No-Man - Returning Jesus album review
Steven Wilson and Tim Bowness’ 2001 spaced odyssey, resurrected
No-Man entered the 21st century with an album which, like most of their luscious, languid work, sounds like it could be from any time in their three decades of existence. Near the start of that period they were described by one reviewer as “conceivably the most important English band since The Smiths”; near the end of it as “the most underrated band of the last 25 years”. It’s been a rather unconventional, slow-burning journey, with Steven Wilson now a prog pop best seller and Tim Bowness making slyly delicious meta-albums. Returning Jesus was, in 2001, their fourth offering, and itself a product of many years of writing and honing.
At the time they weren’t sure if the growing success of Porcupine Tree would mean it was their swansong, so they sweated the details: as Bowness’ sleeve notes reveal, it swung between 70 and 35 minutes before they decided on the 52-minute version.
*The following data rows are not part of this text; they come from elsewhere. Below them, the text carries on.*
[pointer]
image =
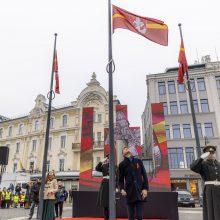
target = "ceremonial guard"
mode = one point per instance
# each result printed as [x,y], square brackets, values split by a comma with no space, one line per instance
[209,169]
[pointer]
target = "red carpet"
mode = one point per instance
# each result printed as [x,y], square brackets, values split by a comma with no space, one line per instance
[85,218]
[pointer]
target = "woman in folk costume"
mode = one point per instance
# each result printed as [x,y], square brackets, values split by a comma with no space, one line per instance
[103,195]
[51,187]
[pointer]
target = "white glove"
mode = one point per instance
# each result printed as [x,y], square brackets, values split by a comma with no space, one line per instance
[205,155]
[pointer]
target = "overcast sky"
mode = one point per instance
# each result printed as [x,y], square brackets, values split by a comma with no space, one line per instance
[26,47]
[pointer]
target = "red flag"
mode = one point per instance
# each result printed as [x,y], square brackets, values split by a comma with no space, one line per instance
[150,28]
[183,64]
[55,69]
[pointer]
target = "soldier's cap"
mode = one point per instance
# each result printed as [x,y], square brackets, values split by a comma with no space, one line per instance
[209,148]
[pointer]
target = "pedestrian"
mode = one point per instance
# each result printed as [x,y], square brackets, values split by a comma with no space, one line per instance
[61,196]
[16,200]
[51,187]
[133,184]
[34,197]
[22,199]
[18,189]
[3,202]
[8,198]
[209,169]
[103,195]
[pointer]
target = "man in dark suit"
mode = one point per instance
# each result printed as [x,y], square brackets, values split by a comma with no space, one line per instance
[133,184]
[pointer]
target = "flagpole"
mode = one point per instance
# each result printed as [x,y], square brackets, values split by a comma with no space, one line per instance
[44,166]
[110,70]
[198,147]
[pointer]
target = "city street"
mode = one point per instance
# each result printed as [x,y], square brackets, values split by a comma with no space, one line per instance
[20,214]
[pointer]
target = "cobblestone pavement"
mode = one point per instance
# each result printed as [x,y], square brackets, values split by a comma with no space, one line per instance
[21,214]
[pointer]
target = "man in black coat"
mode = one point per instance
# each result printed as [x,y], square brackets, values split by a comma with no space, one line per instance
[133,184]
[34,196]
[210,172]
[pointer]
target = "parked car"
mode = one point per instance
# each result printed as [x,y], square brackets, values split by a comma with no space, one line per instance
[185,198]
[201,200]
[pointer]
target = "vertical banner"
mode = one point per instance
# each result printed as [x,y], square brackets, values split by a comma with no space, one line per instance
[161,179]
[86,181]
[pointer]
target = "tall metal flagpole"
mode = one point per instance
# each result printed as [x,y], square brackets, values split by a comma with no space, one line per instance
[112,207]
[44,167]
[198,148]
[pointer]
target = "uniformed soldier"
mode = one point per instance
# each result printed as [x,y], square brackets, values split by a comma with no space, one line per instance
[209,169]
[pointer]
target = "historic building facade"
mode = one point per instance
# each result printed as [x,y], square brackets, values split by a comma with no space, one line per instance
[25,136]
[163,88]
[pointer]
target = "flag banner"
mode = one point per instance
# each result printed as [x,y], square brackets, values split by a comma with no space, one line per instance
[183,66]
[55,69]
[150,28]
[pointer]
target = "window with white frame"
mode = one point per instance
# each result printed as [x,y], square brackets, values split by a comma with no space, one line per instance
[10,131]
[18,144]
[173,108]
[64,120]
[201,84]
[161,88]
[1,132]
[187,131]
[209,130]
[20,129]
[34,145]
[63,141]
[99,118]
[36,125]
[171,87]
[204,105]
[183,107]
[61,165]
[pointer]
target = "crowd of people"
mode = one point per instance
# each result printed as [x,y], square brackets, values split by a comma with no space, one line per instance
[26,196]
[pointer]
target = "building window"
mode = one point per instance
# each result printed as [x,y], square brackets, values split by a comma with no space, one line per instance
[173,108]
[171,87]
[61,165]
[50,143]
[196,106]
[63,141]
[165,108]
[48,166]
[176,132]
[167,127]
[64,120]
[18,147]
[34,145]
[199,129]
[161,88]
[51,122]
[204,105]
[15,167]
[1,132]
[217,78]
[209,130]
[20,129]
[181,88]
[192,85]
[99,118]
[183,107]
[190,156]
[36,125]
[176,159]
[201,84]
[10,131]
[187,131]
This epic two-disc reissue – remastered of course by Wilson and, as is their wont, quite lovingly packaged – includes the Carolina Skeletons and All That You Are EPs plus demos and alternate versions. It’s a thing of great beauty and typical melancholy.
Mostly downplaying the beats they’d dabbled with in the late 90s, it accepts that their forte is mildly fretful serenity. Strings and other swoony instruments weave around, and the mood’s as delicate as David Sylvian in a feather factory. The presence of ex-Japan drummer Steve Jansen and guests such as Colin Edwin and Theo Travis keep it from settling on a complacent plateau, but elegant understatement rules. There’s a hint of Rain Tree Crow’s Pocket Full Of Change in the gorgeous Lighthouse, and Only Rain and Close Your Eyes flow like Talk Talk playing Nick Drake. On the flawless Outside The Machine, Bowness gilds his sleepy vocal with a choral effect which pumps up the pining. The angst is so alluring that you hope the answer to whether these men will record together again is a yes.